The levels of kynurenic acid (KYNA), an astrocyte-derived metabolite of the branched kynurenine pathway (KP) of tryptophan degradation and antagonist of α7 nicotinic acetylcholine and N-methyl-D-aspartate receptors, are elevated in the prefrontal cortex (PFC) of individuals with schizophrenia (SZ). Because endogenous KYNA modulates extracellular glutamate and acetylcholine levels in the PFC, these increases may be pathophysiologically significant.

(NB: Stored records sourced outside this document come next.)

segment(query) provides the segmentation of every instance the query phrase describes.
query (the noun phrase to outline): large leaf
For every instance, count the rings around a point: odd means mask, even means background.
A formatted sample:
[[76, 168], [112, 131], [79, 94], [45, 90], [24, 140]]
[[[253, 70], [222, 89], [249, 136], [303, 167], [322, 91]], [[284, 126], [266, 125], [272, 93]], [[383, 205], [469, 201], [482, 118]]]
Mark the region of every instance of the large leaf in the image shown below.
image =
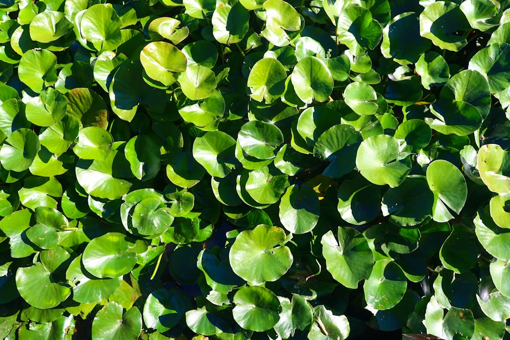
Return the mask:
[[57, 57], [45, 49], [31, 49], [19, 61], [19, 80], [40, 93], [57, 82]]
[[56, 307], [71, 291], [63, 282], [55, 282], [42, 264], [20, 267], [16, 273], [16, 285], [21, 297], [31, 305], [41, 309]]
[[122, 234], [109, 232], [92, 240], [83, 251], [85, 269], [99, 278], [115, 278], [129, 273], [137, 256], [131, 250], [133, 244], [125, 239]]
[[285, 237], [283, 229], [265, 224], [241, 232], [228, 255], [234, 273], [253, 284], [277, 280], [292, 264], [290, 250], [279, 245]]
[[510, 45], [495, 43], [480, 50], [469, 61], [469, 69], [478, 71], [488, 79], [491, 93], [503, 91], [510, 85], [509, 54]]
[[282, 197], [280, 221], [291, 232], [302, 234], [312, 230], [319, 221], [320, 214], [319, 198], [307, 186], [291, 186]]
[[123, 312], [122, 306], [109, 302], [92, 322], [92, 338], [97, 340], [135, 340], [142, 331], [142, 315], [134, 307]]
[[18, 172], [30, 167], [41, 148], [37, 135], [28, 128], [14, 131], [6, 142], [0, 149], [0, 162], [5, 169]]
[[468, 196], [466, 179], [461, 170], [446, 161], [435, 161], [427, 168], [427, 182], [434, 194], [435, 221], [446, 222], [453, 218], [448, 208], [456, 214], [461, 212]]
[[248, 77], [251, 98], [271, 103], [284, 94], [287, 73], [282, 63], [272, 58], [263, 58], [253, 65]]
[[210, 132], [195, 140], [193, 155], [210, 175], [223, 178], [238, 162], [235, 155], [236, 141], [220, 131]]
[[337, 25], [338, 40], [347, 45], [354, 56], [363, 56], [380, 41], [382, 30], [370, 11], [353, 5], [342, 10]]
[[374, 256], [359, 232], [340, 227], [338, 241], [330, 230], [322, 237], [321, 244], [327, 270], [335, 280], [346, 287], [356, 289], [360, 281], [368, 278]]
[[437, 1], [420, 14], [420, 34], [442, 49], [458, 51], [466, 46], [465, 37], [456, 32], [468, 27], [466, 17], [455, 3]]
[[378, 310], [394, 307], [403, 297], [407, 284], [398, 265], [388, 259], [377, 261], [363, 285], [368, 307]]
[[76, 179], [89, 195], [115, 199], [128, 193], [131, 183], [114, 175], [120, 172], [122, 166], [118, 160], [123, 158], [123, 153], [117, 150], [119, 147], [114, 145], [104, 161], [80, 160], [76, 163]]
[[400, 153], [398, 141], [387, 135], [369, 137], [358, 149], [356, 166], [374, 184], [400, 185], [411, 171], [411, 160]]
[[234, 296], [234, 319], [246, 329], [262, 332], [279, 319], [280, 302], [272, 292], [260, 286], [246, 287]]
[[291, 75], [296, 94], [307, 103], [325, 101], [333, 90], [333, 77], [327, 66], [316, 57], [307, 57], [296, 65]]

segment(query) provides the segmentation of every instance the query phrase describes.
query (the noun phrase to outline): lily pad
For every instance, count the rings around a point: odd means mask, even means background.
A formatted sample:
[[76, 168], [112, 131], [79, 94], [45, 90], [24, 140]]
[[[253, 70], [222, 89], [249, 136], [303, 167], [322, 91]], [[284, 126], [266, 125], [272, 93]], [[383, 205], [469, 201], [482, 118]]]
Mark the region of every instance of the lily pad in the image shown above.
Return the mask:
[[136, 307], [125, 312], [122, 306], [109, 302], [92, 321], [92, 337], [97, 340], [135, 340], [142, 331], [142, 315]]
[[329, 230], [322, 237], [321, 244], [327, 270], [335, 280], [355, 289], [360, 281], [368, 278], [374, 255], [366, 239], [357, 230], [339, 227], [338, 241]]
[[365, 178], [374, 184], [398, 187], [411, 171], [409, 157], [399, 151], [398, 141], [387, 135], [372, 136], [361, 143], [356, 166]]
[[87, 271], [99, 278], [116, 278], [131, 271], [136, 264], [134, 244], [125, 236], [109, 232], [90, 241], [83, 251], [82, 262]]
[[234, 320], [245, 329], [263, 332], [272, 328], [279, 320], [280, 302], [267, 288], [243, 288], [234, 296]]
[[279, 245], [285, 238], [283, 229], [265, 224], [242, 231], [228, 255], [234, 272], [253, 284], [277, 280], [292, 264], [290, 250]]

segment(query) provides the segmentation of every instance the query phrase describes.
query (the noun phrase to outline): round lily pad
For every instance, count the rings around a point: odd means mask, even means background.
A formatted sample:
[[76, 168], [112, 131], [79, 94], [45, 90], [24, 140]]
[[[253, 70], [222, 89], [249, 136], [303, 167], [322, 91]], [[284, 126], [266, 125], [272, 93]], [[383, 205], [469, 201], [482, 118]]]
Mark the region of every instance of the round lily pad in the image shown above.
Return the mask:
[[319, 197], [310, 187], [287, 188], [282, 197], [279, 216], [282, 224], [295, 234], [302, 234], [313, 230], [319, 221], [320, 206]]
[[104, 161], [110, 154], [113, 143], [109, 132], [98, 126], [89, 126], [80, 130], [73, 151], [82, 160]]
[[23, 171], [28, 169], [41, 149], [37, 135], [22, 128], [13, 132], [0, 149], [0, 163], [8, 170]]
[[168, 86], [177, 80], [177, 74], [186, 70], [184, 54], [164, 41], [149, 43], [140, 53], [140, 61], [147, 75]]
[[125, 235], [109, 232], [91, 241], [83, 251], [85, 269], [99, 278], [115, 278], [131, 271], [138, 259], [132, 251], [134, 245]]
[[333, 90], [333, 77], [327, 66], [316, 57], [307, 57], [294, 66], [291, 81], [296, 94], [307, 103], [325, 101]]
[[285, 238], [283, 229], [265, 224], [242, 231], [228, 255], [234, 272], [253, 284], [277, 280], [292, 264], [290, 250], [278, 245]]
[[278, 127], [265, 122], [253, 120], [244, 124], [239, 130], [238, 140], [243, 151], [259, 160], [274, 158], [284, 137]]
[[398, 141], [391, 136], [369, 137], [358, 149], [356, 166], [363, 175], [374, 184], [398, 187], [411, 171], [409, 157], [399, 151]]
[[234, 296], [234, 320], [245, 329], [263, 332], [272, 328], [279, 319], [280, 302], [267, 288], [243, 288]]
[[211, 176], [224, 177], [238, 164], [236, 141], [221, 131], [206, 133], [195, 140], [193, 155]]
[[21, 297], [31, 306], [46, 309], [58, 306], [67, 298], [70, 290], [55, 282], [51, 273], [41, 263], [20, 267], [16, 272], [16, 286]]
[[122, 306], [109, 302], [92, 321], [92, 335], [97, 340], [136, 340], [142, 331], [142, 315], [136, 307], [123, 312]]
[[288, 177], [273, 166], [264, 167], [248, 173], [245, 188], [261, 204], [276, 203], [289, 186]]
[[111, 296], [120, 285], [122, 277], [100, 279], [87, 271], [82, 264], [82, 255], [72, 260], [66, 278], [74, 285], [72, 299], [80, 303], [100, 302]]
[[468, 195], [466, 179], [461, 170], [447, 161], [434, 161], [427, 168], [427, 182], [434, 194], [435, 221], [446, 222], [453, 218], [448, 208], [456, 214], [461, 212]]
[[327, 271], [343, 285], [355, 289], [358, 282], [370, 275], [374, 255], [366, 239], [357, 230], [340, 227], [338, 235], [337, 241], [329, 230], [321, 240]]
[[398, 265], [390, 260], [379, 260], [363, 285], [365, 299], [371, 308], [389, 309], [402, 299], [407, 286], [407, 278]]

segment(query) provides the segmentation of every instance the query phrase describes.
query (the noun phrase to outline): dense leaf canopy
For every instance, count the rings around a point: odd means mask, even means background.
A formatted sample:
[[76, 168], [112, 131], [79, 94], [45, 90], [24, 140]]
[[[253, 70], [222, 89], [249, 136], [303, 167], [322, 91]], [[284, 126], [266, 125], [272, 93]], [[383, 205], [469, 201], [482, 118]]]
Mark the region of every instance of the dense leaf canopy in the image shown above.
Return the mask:
[[0, 2], [0, 338], [501, 340], [509, 244], [508, 0]]

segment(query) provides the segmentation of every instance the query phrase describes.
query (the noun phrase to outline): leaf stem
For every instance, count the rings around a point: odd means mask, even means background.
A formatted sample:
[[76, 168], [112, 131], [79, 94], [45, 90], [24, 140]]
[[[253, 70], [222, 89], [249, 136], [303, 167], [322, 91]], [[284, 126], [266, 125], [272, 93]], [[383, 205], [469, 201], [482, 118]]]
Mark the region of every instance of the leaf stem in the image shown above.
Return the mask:
[[160, 264], [161, 263], [161, 258], [163, 257], [163, 253], [164, 252], [165, 252], [165, 250], [163, 249], [163, 251], [161, 252], [161, 254], [160, 254], [160, 257], [158, 258], [158, 262], [156, 263], [156, 268], [154, 268], [154, 271], [152, 272], [152, 275], [150, 277], [151, 280], [154, 279], [155, 277], [156, 277], [156, 273], [158, 272], [158, 270], [159, 269]]

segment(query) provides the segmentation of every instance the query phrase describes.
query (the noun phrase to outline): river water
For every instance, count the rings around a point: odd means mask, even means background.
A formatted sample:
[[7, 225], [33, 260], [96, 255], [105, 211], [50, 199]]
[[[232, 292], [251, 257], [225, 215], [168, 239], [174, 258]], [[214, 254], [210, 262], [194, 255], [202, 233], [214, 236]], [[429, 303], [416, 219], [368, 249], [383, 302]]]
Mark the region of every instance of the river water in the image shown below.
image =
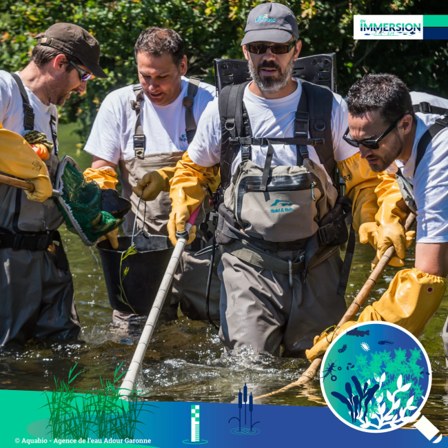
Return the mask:
[[[86, 154], [68, 152], [81, 167], [89, 163]], [[84, 166], [83, 166], [84, 165]], [[63, 241], [73, 274], [78, 312], [82, 325], [80, 340], [68, 345], [31, 341], [23, 349], [0, 354], [0, 387], [8, 389], [52, 390], [54, 376], [66, 380], [75, 363], [77, 388], [99, 386], [100, 376], [112, 379], [117, 365], [128, 365], [143, 322], [130, 332], [112, 324], [104, 276], [96, 249], [63, 231]], [[374, 253], [357, 243], [346, 300], [352, 302], [368, 277]], [[414, 264], [414, 250], [408, 250], [407, 267]], [[398, 269], [388, 267], [367, 303], [379, 298]], [[445, 367], [440, 334], [448, 314], [448, 294], [420, 338], [431, 360], [433, 384], [422, 413], [448, 434], [448, 369]], [[149, 345], [140, 377], [139, 389], [152, 400], [232, 403], [244, 383], [254, 396], [276, 390], [298, 378], [309, 365], [304, 360], [260, 357], [243, 352], [225, 356], [216, 332], [210, 325], [179, 317], [159, 326]], [[326, 405], [318, 380], [301, 388], [263, 399], [267, 405]]]

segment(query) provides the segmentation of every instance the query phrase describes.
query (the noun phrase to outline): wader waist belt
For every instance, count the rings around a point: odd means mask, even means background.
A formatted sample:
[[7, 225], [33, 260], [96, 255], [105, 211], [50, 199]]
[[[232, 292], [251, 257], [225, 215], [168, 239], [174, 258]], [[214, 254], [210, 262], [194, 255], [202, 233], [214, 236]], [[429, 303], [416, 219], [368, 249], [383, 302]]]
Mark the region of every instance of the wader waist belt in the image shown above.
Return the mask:
[[53, 241], [54, 231], [33, 235], [3, 233], [0, 230], [0, 249], [46, 250]]
[[230, 244], [225, 245], [225, 247], [236, 258], [257, 267], [290, 275], [305, 270], [304, 255], [300, 257], [298, 261], [286, 261], [253, 246], [244, 240], [234, 240]]

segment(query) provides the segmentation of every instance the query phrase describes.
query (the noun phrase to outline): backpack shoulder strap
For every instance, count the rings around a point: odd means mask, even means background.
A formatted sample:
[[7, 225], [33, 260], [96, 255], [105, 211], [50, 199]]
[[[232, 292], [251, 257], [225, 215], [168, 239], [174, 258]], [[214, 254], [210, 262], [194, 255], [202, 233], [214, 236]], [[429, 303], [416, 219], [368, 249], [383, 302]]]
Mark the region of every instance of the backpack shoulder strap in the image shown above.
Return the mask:
[[141, 125], [141, 102], [144, 99], [143, 89], [141, 84], [132, 85], [132, 90], [135, 94], [135, 99], [131, 100], [131, 108], [135, 110], [136, 121], [134, 130], [134, 152], [136, 157], [143, 159], [145, 154], [145, 137], [143, 134], [143, 128]]
[[426, 148], [431, 143], [432, 139], [438, 134], [442, 130], [448, 128], [448, 115], [444, 115], [442, 118], [437, 119], [436, 123], [428, 129], [425, 134], [422, 136], [421, 139], [418, 141], [417, 145], [417, 156], [416, 158], [416, 166], [414, 170], [415, 175], [416, 171], [418, 164], [420, 163], [425, 153]]
[[190, 77], [188, 81], [187, 95], [182, 100], [182, 104], [185, 107], [185, 134], [189, 145], [192, 143], [196, 134], [196, 125], [193, 114], [193, 104], [194, 104], [194, 96], [198, 92], [200, 82], [201, 79], [198, 78]]
[[432, 105], [427, 101], [422, 101], [418, 104], [413, 104], [412, 108], [414, 112], [421, 112], [422, 114], [437, 114], [438, 115], [444, 115], [448, 109], [445, 108], [439, 108], [436, 105]]
[[30, 104], [28, 96], [20, 77], [17, 73], [11, 73], [11, 76], [16, 81], [19, 90], [20, 90], [20, 95], [22, 97], [24, 115], [23, 127], [25, 128], [26, 131], [32, 131], [34, 128], [34, 112], [32, 110], [32, 106]]
[[[245, 136], [250, 132], [247, 112], [244, 114], [243, 97], [250, 81], [225, 86], [219, 94], [218, 104], [221, 125], [221, 183], [225, 188], [230, 182], [232, 164], [236, 157], [240, 143], [232, 143], [230, 139]], [[243, 115], [246, 116], [245, 117]], [[247, 148], [249, 149], [249, 148]]]
[[332, 133], [333, 93], [327, 88], [312, 84], [306, 81], [301, 80], [301, 83], [302, 84], [303, 93], [305, 93], [307, 99], [309, 136], [312, 139], [324, 139], [323, 145], [319, 145], [314, 147], [320, 163], [323, 165], [333, 183], [335, 183], [336, 163]]

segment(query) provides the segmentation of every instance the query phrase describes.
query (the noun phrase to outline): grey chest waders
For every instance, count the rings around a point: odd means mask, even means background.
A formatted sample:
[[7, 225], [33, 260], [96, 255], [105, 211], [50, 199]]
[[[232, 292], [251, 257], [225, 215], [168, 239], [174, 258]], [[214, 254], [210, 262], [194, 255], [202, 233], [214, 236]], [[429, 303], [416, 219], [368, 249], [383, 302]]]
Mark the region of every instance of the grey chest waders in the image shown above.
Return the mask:
[[[331, 130], [333, 94], [327, 88], [305, 81], [334, 88], [332, 55], [301, 58], [294, 63], [294, 70], [296, 76], [301, 74], [303, 77], [300, 80], [302, 94], [296, 112], [294, 136], [257, 137], [252, 136], [250, 121], [243, 101], [245, 88], [250, 82], [246, 81], [249, 78], [247, 62], [215, 60], [222, 130], [220, 166], [225, 192], [221, 192], [223, 201], [219, 201], [222, 203], [219, 205], [217, 241], [227, 249], [230, 247], [231, 252], [246, 263], [289, 273], [291, 279], [292, 273], [304, 271], [306, 274], [309, 267], [334, 254], [337, 246], [348, 239], [338, 287], [338, 292], [343, 295], [355, 238], [352, 229], [349, 238], [347, 228], [352, 220], [350, 201], [347, 198], [338, 198], [337, 194], [338, 176], [336, 174]], [[271, 167], [272, 145], [275, 144], [296, 145], [296, 167]], [[256, 170], [259, 170], [258, 165], [250, 165], [254, 145], [268, 146], [266, 163], [259, 176], [256, 174]], [[323, 170], [314, 172], [317, 167], [309, 160], [309, 145], [315, 147], [333, 185], [325, 187], [327, 181]], [[239, 172], [231, 176], [232, 164], [240, 148], [242, 163], [236, 169]], [[303, 164], [305, 169], [298, 170]], [[240, 177], [236, 180], [237, 174]], [[294, 192], [291, 197], [290, 193], [287, 193], [288, 190]], [[257, 192], [258, 198], [256, 197]], [[245, 209], [262, 210], [263, 193], [269, 200], [269, 204], [266, 203], [271, 206], [266, 211], [269, 212], [264, 215], [258, 213], [255, 217], [251, 216], [252, 212], [245, 216]], [[282, 214], [286, 216], [286, 213], [294, 212], [294, 203], [303, 204], [305, 208], [302, 216], [307, 214], [312, 218], [308, 224], [304, 223], [301, 232], [294, 233], [297, 226], [294, 223], [299, 222], [300, 218], [290, 215], [292, 221], [289, 223], [287, 220], [282, 219]], [[281, 221], [285, 222], [283, 228], [287, 232], [277, 231], [277, 223]], [[268, 253], [301, 248], [305, 249], [305, 254], [299, 261], [275, 259]]]

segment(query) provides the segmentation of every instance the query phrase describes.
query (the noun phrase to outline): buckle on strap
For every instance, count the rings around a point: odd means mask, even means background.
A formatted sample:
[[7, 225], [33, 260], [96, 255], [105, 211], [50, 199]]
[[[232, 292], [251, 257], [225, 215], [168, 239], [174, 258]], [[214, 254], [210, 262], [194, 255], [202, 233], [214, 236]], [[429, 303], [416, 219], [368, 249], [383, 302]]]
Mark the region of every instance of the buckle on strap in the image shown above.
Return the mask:
[[143, 134], [134, 136], [134, 152], [136, 157], [143, 157], [145, 154], [145, 137]]
[[196, 134], [196, 129], [185, 129], [185, 134], [187, 135], [187, 141], [190, 144], [193, 141], [193, 138]]
[[432, 110], [431, 108], [431, 104], [427, 101], [422, 101], [418, 107], [420, 108], [420, 112], [423, 112], [424, 114], [430, 114]]
[[294, 135], [308, 135], [309, 124], [309, 114], [308, 112], [296, 112], [294, 120]]
[[336, 226], [332, 223], [323, 225], [317, 230], [319, 239], [323, 245], [327, 245], [334, 241], [337, 237]]
[[12, 241], [12, 250], [20, 250], [22, 248], [23, 244], [23, 235], [21, 234], [16, 234], [14, 236], [14, 240]]

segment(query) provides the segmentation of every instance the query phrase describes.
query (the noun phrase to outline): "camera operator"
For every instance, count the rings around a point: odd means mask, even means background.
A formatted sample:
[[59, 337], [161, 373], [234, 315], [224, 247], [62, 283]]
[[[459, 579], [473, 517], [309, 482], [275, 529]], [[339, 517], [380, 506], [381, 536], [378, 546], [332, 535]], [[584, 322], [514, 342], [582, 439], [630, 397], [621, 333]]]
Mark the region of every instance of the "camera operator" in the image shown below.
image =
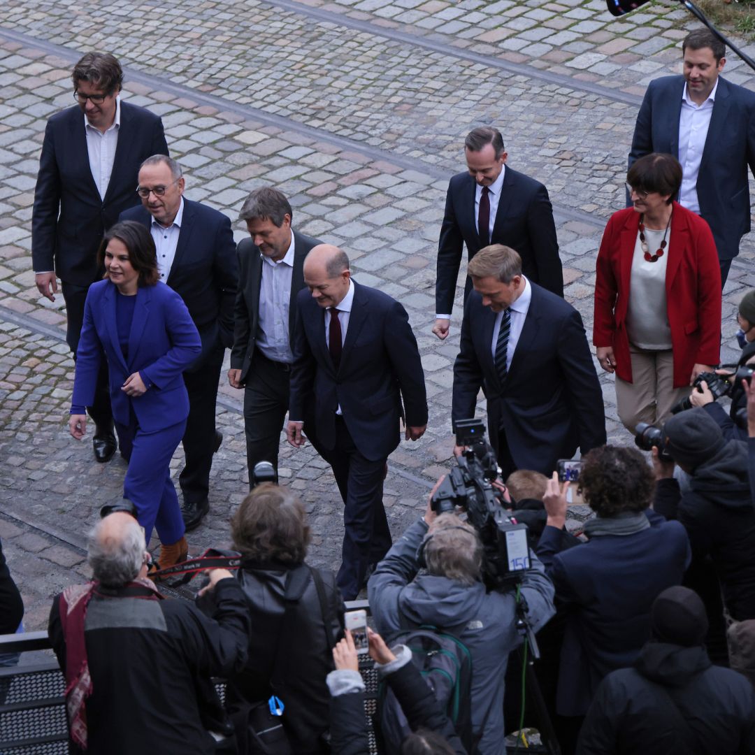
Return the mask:
[[[653, 451], [654, 508], [667, 519], [678, 519], [687, 531], [692, 564], [686, 584], [706, 603], [711, 624], [709, 651], [714, 662], [725, 663], [719, 590], [715, 581], [710, 584], [705, 562], [710, 557], [732, 617], [755, 618], [755, 508], [747, 446], [726, 440], [701, 408], [672, 417], [663, 434], [664, 451], [673, 461], [664, 461]], [[673, 478], [674, 462], [689, 476], [684, 492]]]
[[[748, 291], [739, 303], [737, 313], [737, 341], [742, 352], [737, 362], [737, 369], [755, 366], [755, 291]], [[726, 395], [732, 399], [729, 414], [716, 400], [707, 381], [703, 381], [699, 388], [695, 388], [689, 396], [692, 406], [701, 406], [716, 421], [727, 440], [744, 440], [747, 437], [747, 428], [743, 421], [745, 416], [747, 396], [739, 385], [734, 384], [736, 378], [728, 369], [716, 371], [722, 378], [732, 384]]]
[[596, 516], [585, 522], [587, 542], [564, 550], [569, 485], [559, 486], [555, 474], [548, 482], [547, 526], [537, 550], [557, 600], [569, 609], [554, 722], [564, 755], [574, 752], [598, 685], [634, 662], [648, 638], [653, 600], [681, 583], [690, 559], [684, 528], [649, 509], [653, 478], [639, 451], [604, 445], [587, 455], [579, 490]]
[[[519, 645], [512, 590], [488, 592], [482, 583], [482, 546], [457, 516], [436, 516], [430, 494], [424, 517], [394, 543], [368, 583], [375, 625], [384, 636], [430, 624], [451, 630], [472, 656], [472, 725], [480, 755], [503, 755], [504, 676], [509, 652]], [[420, 572], [424, 551], [427, 571]], [[553, 588], [531, 553], [532, 569], [519, 591], [537, 631], [553, 614]]]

Using brain tissue from SZ patients and matched controls, we now measured the activity of several KP enzymes (kynurenine 3-monooxygenase [KMO], kynureninase, 3-hydroxyanthranilic acid dioxygenase [3-HAO], quinolinic acid phosphoribosyltransferase [QPRT], and kynurenine aminotransferase II [KAT II]) in the PFC, ie, Brodmann areas (BA) 9 and 10. Compared with controls, the activities of KMO (in BA 9 and 10) and 3-HAO (in BA 9) were significantly reduced in SZ, though there were no significant differences between patients and controls in kynureninase, QPRT, and KAT II. In the same samples, we also confirmed the increase in the tissue levels of KYNA in SZ. As examined in rats treated chronically with the antipsychotic drug risperidone, the observed biochemical changes were not secondary to medication. A persistent reduction in KMO activity may have a particular bearing on pathology because it may signify a shift of KP metabolism toward enhanced KYNA synthesis. The present results further support the hypothesis that the normalization of cortical KP metabolism may constitute an effective new treatment strategy in SZ.

Fig. 1.

The kynurenine pathway of tryptophan degradation, indicating the enzymes measured in the present study. Large open arrows: differences between schizophrenia and control tissues, as described in the text.

Fig. 2.

Individual case representation of kynurenic acid levels in BA 9 and BA 10 in controls (squares) and schizophrenia patients (triangles). Horizontal lines indicate mean values. *P < .05 (ANCOVA post hoc test).

Fig. 3.

(A) Individual case representation of kynurenine 3-monooxygenase (KMO) activity in BA 9 and BA 10 in controls (squares) and schizophrenia (SZ) patients (triangles). Horizontal lines indicate mean values. *P < .05 (ANCOVA post hoc test). (B and C) Kinetic characteristics of KMO activity in BA 9 and BA 10, respectively. [S], kynurenine concentration.

Fig. 4.

Individual case representation of 3-hydroxyanthranilic acid dioxygenase activity in BA 9 and BA 10 in controls (squares) and schizophrenia patients (triangles). Horizontal lines indicate mean values. *P < .05 vs controls (ANCOVA post hoc test). ns, not significant.

Fig. 5.

Individual case representation of kynureninase (A), quinolinic acid phosphoribosyltransferase (B), and kynurenine aminotransferase II (C) activity in BA 9 and BA 10 in controls (squares) and schizophrenia (SZ) patients (triangles). Horizontal lines indicate mean values. None of the enzymes showed differences between controls and SZ patients (all P > .05; ANCOVA post hoc tests). ns, not significant.

Fig. 6.

Chronic (28 d) treatment with risperidone (RISP; 3 mg/kg/d, intraperitoneally) does not alter the tissue levels of kynurenic acid and the activities of kynurenine 3-monooxygenase and 3-hydroxyanthranilic acid dioxygenase in the rat frontal cortex (all P > .1; student t test). Data are mean ± standard error of the mean (SEM) (n = eight animals per group).